THE APOCRYPHA.

(London: [Printed by The Curwen Press for] Cresset Press, 1929). 330 x 210 mm. (13 x 8 1/4"). 5 p.l., 406 pp., [1] leaf. No. 401 OF 450 COPIES (and 30 copies on handmade paper).

IMPRESSIVE BURGUNDY CRUSHED MOROCCO BY STUART BROCKMAN (his ticket, dated 2008, on verso of front free endpaper), covers with two wide, parallel, vertical grooves lightly brushed with gold that leaves the burgundy grain of the leather visible, half a dozen shorter horizontal grooves intersecting the vertical design, concave spine brushed with gold, stencilled titling, silvery lilac endpapers, all edges gilt. In a black morocco-backed clamshell box lined with burgundy velvet. With 14 woodcuts, each by a different artist, among them Blair Hughes-Stanton, Gertrude Hermes, John Nash, Eric Ravilious, and Stephen Gooden. Front pastedown with bookplate of Alice Steelman Witherow.

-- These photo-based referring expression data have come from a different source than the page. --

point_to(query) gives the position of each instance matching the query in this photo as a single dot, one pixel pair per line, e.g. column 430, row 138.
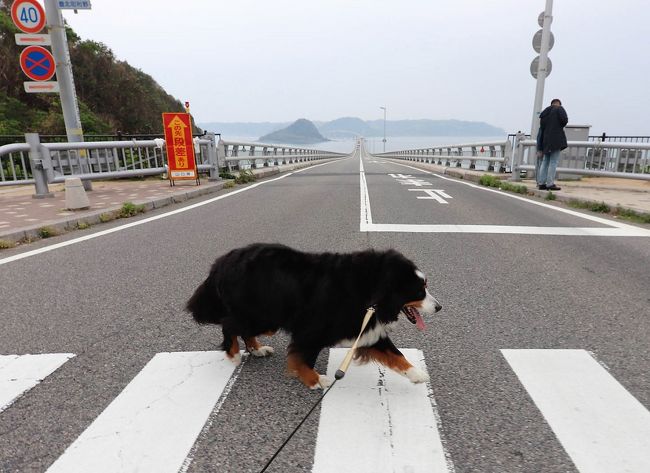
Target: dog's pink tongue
column 419, row 323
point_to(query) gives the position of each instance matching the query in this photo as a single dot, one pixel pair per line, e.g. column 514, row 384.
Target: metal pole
column 65, row 79
column 384, row 140
column 541, row 70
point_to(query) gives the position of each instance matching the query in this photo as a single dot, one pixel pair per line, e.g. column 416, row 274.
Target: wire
column 277, row 452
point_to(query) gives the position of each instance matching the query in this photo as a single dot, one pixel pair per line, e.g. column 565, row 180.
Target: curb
column 66, row 224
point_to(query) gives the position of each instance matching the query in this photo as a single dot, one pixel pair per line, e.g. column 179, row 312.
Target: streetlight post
column 384, row 140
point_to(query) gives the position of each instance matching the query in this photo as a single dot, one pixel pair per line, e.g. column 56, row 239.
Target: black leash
column 338, row 375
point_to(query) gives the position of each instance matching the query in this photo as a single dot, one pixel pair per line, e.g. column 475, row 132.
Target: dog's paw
column 416, row 375
column 323, row 382
column 236, row 359
column 262, row 351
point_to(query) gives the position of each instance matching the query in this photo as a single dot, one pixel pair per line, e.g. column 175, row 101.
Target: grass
column 492, row 181
column 6, row 244
column 47, row 232
column 129, row 209
column 245, row 176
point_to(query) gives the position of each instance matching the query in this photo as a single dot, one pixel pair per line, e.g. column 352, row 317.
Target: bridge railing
column 246, row 155
column 629, row 160
column 491, row 155
column 41, row 164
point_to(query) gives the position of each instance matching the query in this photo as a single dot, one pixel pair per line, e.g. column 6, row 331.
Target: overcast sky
column 279, row 60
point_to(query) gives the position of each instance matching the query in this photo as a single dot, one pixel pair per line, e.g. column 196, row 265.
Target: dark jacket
column 551, row 126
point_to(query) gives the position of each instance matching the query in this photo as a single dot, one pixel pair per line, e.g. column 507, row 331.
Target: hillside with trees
column 112, row 94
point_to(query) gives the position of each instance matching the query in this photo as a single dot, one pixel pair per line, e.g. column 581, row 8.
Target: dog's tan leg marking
column 393, row 361
column 255, row 348
column 309, row 376
column 233, row 352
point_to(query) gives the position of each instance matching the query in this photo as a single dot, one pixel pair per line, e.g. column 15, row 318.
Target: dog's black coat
column 320, row 299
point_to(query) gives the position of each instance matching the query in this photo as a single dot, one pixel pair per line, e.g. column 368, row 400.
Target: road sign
column 180, row 148
column 535, row 65
column 29, row 39
column 74, row 4
column 37, row 63
column 28, row 15
column 537, row 41
column 38, row 87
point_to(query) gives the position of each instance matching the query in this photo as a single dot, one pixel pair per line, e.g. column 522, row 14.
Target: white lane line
column 153, row 423
column 506, row 229
column 365, row 212
column 593, row 218
column 377, row 421
column 600, row 424
column 45, row 249
column 20, row 373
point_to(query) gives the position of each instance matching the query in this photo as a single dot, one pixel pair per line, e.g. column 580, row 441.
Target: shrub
column 129, row 209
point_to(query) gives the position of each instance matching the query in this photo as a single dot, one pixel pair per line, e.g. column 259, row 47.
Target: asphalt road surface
column 539, row 360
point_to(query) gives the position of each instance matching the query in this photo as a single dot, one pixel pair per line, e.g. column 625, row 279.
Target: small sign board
column 37, row 63
column 28, row 15
column 74, row 4
column 39, row 87
column 30, row 39
column 180, row 147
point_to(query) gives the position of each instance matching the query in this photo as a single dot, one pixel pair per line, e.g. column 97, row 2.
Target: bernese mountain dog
column 319, row 299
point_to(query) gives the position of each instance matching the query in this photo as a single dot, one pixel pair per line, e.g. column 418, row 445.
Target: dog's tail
column 205, row 304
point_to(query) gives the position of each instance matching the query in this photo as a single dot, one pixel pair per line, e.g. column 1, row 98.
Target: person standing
column 551, row 140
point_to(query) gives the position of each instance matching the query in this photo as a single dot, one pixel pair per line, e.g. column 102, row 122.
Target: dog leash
column 340, row 373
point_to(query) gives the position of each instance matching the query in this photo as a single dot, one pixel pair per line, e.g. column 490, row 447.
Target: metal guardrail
column 41, row 164
column 629, row 160
column 493, row 155
column 245, row 155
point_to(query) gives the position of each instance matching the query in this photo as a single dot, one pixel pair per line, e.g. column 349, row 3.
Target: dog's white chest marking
column 369, row 337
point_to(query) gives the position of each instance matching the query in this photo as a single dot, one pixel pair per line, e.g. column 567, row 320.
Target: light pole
column 384, row 140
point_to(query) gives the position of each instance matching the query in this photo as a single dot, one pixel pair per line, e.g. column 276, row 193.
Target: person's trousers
column 547, row 168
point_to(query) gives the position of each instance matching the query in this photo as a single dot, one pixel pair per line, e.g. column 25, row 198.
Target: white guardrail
column 630, row 160
column 490, row 155
column 41, row 164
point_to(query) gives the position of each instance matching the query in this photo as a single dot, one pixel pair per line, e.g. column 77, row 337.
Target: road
column 539, row 360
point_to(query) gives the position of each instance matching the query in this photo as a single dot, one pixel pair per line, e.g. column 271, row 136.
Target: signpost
column 180, row 147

Ransom, p. 7; Hughes-Stanton 6. ◆Isolated faint spots of foxing to margins, but a very fine copy, clean and fresh, in an unworn binding.

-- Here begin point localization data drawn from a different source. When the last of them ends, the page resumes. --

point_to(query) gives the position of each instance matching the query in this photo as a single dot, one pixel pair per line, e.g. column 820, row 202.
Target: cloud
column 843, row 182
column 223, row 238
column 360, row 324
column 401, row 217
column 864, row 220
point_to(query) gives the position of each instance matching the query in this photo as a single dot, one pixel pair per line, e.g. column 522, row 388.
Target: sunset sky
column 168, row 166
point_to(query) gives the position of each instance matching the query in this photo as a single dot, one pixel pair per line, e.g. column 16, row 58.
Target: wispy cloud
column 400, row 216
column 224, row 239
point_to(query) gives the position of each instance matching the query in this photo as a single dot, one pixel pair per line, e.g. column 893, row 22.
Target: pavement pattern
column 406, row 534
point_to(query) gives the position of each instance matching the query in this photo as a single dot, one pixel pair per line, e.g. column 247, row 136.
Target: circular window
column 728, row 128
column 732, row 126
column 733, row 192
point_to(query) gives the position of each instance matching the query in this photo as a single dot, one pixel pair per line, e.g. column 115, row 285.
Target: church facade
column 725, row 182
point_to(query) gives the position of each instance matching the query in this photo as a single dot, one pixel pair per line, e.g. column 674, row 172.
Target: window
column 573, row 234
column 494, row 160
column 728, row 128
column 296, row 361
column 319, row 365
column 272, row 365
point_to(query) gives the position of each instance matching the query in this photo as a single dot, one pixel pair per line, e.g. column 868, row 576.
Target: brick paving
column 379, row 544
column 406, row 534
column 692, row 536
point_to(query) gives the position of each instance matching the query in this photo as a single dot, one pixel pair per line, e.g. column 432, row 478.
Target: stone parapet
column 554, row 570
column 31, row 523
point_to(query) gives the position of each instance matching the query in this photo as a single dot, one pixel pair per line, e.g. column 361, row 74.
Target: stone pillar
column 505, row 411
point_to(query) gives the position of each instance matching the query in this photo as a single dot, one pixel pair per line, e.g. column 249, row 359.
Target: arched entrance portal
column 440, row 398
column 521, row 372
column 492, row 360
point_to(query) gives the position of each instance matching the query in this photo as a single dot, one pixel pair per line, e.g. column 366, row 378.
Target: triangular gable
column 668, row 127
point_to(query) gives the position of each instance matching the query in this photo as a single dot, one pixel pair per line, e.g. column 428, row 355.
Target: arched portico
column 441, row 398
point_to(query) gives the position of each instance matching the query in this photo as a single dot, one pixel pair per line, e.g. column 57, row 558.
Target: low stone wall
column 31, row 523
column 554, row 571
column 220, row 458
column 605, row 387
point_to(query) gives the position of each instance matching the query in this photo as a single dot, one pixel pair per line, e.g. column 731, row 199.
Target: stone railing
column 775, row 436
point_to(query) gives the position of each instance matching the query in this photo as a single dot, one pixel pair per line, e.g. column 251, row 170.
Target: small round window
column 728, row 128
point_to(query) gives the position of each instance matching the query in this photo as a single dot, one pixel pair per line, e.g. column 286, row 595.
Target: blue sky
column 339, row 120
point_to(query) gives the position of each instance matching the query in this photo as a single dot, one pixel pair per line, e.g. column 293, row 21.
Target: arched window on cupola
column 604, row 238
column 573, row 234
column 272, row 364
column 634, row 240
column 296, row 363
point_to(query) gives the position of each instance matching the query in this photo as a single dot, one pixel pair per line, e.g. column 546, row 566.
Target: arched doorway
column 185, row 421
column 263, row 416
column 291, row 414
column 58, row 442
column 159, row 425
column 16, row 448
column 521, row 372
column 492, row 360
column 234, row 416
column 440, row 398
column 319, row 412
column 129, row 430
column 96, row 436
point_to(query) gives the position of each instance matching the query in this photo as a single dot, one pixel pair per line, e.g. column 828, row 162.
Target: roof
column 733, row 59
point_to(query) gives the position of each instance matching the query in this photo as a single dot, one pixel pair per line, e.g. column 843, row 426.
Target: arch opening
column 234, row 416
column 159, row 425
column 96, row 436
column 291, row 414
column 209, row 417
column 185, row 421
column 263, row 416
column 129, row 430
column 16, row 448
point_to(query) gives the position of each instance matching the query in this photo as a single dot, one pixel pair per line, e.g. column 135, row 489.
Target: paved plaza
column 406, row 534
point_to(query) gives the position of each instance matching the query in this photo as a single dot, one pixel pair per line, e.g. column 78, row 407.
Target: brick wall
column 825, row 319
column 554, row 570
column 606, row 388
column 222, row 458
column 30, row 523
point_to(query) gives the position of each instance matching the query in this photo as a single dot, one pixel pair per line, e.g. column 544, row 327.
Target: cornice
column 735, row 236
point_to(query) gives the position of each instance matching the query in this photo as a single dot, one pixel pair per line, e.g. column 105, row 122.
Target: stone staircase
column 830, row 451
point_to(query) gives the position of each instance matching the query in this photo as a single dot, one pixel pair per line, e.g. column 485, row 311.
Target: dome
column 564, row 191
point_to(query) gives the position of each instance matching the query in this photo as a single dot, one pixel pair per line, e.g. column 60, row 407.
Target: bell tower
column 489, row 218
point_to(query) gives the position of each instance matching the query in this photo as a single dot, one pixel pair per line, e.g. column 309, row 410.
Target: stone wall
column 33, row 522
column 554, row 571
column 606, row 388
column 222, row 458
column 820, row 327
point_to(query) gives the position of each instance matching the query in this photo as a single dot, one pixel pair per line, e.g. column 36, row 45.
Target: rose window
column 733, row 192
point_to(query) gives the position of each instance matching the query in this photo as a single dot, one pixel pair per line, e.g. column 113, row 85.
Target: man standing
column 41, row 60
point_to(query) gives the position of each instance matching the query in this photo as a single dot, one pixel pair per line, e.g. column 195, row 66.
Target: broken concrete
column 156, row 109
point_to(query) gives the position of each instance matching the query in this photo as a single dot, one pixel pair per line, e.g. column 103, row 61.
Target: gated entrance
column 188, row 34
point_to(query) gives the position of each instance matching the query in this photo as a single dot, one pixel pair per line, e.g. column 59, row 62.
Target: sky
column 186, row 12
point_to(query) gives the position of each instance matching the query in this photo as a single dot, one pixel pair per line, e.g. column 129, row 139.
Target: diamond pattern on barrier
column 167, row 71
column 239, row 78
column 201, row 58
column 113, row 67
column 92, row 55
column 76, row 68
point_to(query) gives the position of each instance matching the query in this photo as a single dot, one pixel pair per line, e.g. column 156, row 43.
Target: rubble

This is a powerfully attractive book that combines three prominent features: fine letterpress printing done by a notable printing house for an important private press, dramatic woodcuts by prominent artists of the time, and, most notably, a striking binding by a Designer Bookbinder. The son of master bookbinder James Brockman, Stuart Brockman (b. 1972) received an Honours Degree in Mechanical Engineering from Imperial College London before joining the family bindery in 1995. He was elected a Licentiate of Designer Bookbinders in 1999 and a Fellow in 2004. His designs are innovative and often employ unexpected elements or techniques like the deep grooves and concave spine here. "The Apocrypha" features the work of 14 artists, many of them admired wood engravers: Blair Hughes-Stanton, Gertrude Hermes, John Nash, Stephen Gooden, Eric Ravilious, René Ben Sussan, Frank Medworth, Leon Underwood, Eric Kennington, Mary Elizabeth Groom, Wladislaw Skoczylas, Hester Sainsbury, Eric Jones, and D. Galanis. The text is well printed with vast margins, and the plates are memorable because they provide a sampling of the range of images being produced at the time by the best artists at work in the woodcut medium. According to Ransom, the Cresset Press, which operated between 1927 and 1931 under the direction of Dennis M. Cohen and A. I. Meyers, had three aims: "the production of fine editions; the reprinting in an attractive, though not necessarily expensive, format of certain of the classics now difficult to obtain; and finally, the production of contemporary or other works of undisputed or artistic value." Although the Curwen Press was founded (under a different name) in 1863, it became an important press in the world of private printing in 1914, when Harold Curwen (1885-1949), the grandson of the original founder, took control. In 1921, Oliver Simon (1895-1956) joined the firm, and he was instrumental in upgrading the quality of book production, in part by commissioning typefaces, illustrations, and decorations from, among others, Jan Van Krimpen, Rudolf Koch, Edward Bawden, Paul Nash, and Graham Sutherland (Lovat Fraser was already working for the press when Simon came in). Glaister says that "The brilliantly successful association of Curwen and Simon led to a steady flow of fine books as well as jobbing printing of outstanding quality."